January industrial output jump a bright spot in tough year ahead
Russian industrial output jumped 7.8% year on year in January according to figures released by Rosstat, but analysts say it isn’t the start of an economic rebound.
The January gain in industrial output compares with a 2.7% year on year increase in December and a 1.5% increase year on year in November, and higher than many forecasters had tipped. Industrial output traditionally falls significantly in January due to the long new year holiday break in Russia. This year the monthly figure was down 20.4%, marginally more than the 2009 drop, but the annual figure was up largely because of the major slump the previous winter. Olga Naidyonova, Macroeconomic analyst at Otkritie FC says the apparent rise was all about the low base grade effect, coupled with a rebound in commodity prices over the previous year.

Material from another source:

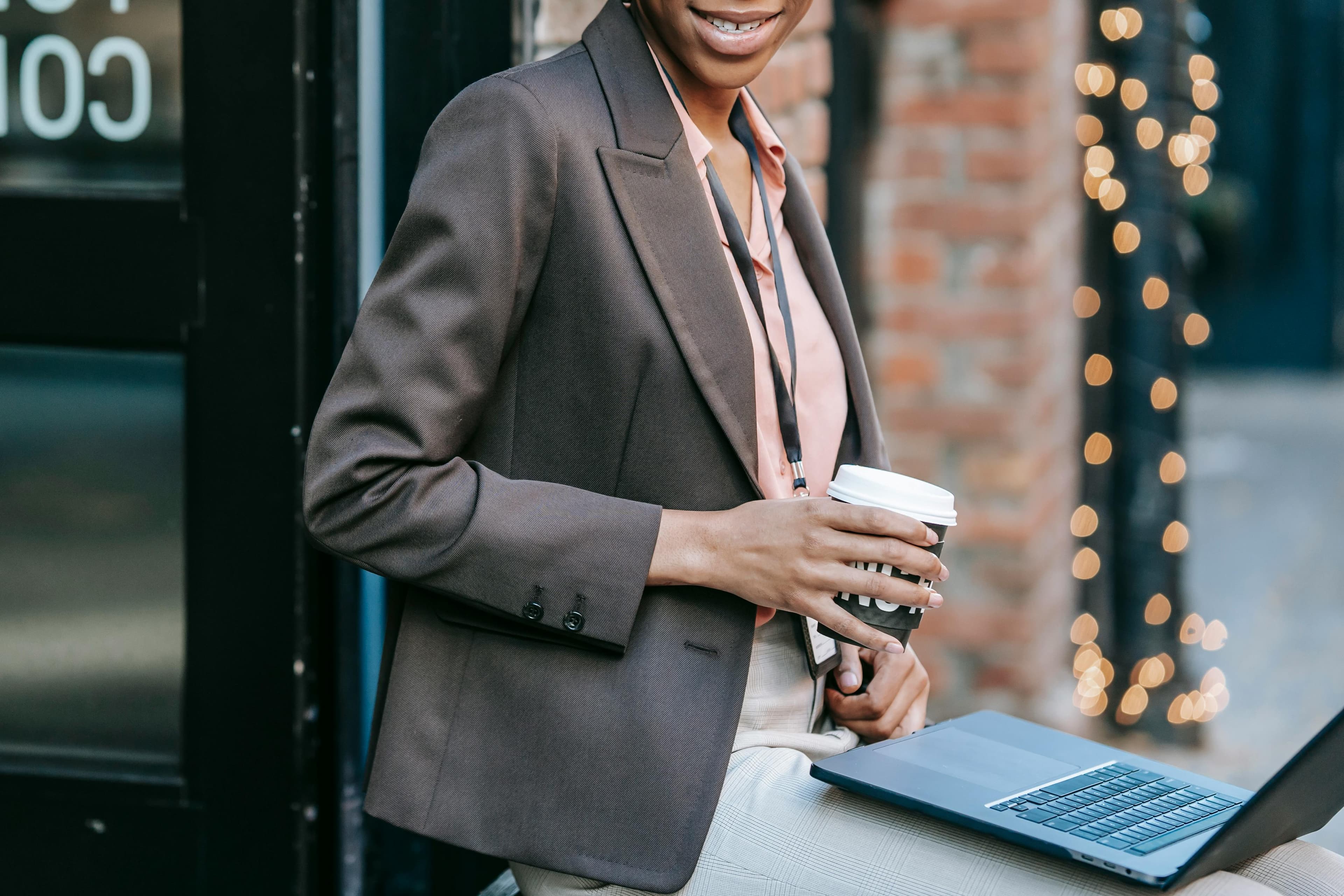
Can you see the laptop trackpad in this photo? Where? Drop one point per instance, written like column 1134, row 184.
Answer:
column 978, row 761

“I think, one month statistics isn’t representative. I’d call January figures even a downturn. In fact, it’s always necessary to look at the breakdown of any statistics. If we look at the manufacturing industry in Russia, for example, in December 2008 it was down by 13%, while in January it dropped by 20.4%. Also, a low base effect made the figures positive this time, which was coupled with a much better demand for gas. Of course, it’s high time Russia went away from raw materials to the industries with a high added value rate, but so far we are still dependent on them.”
Naidyonova says the outlook for the coming year is still up in the air with some potential upside from great utilization of spare capacity.
“I don’t expect any significant growth this year, as credit activity is still low. Neither banks nor Russian companies are sure about the future today. The one thing that could cause growth in industrial output this year is involvement of spare capacity.”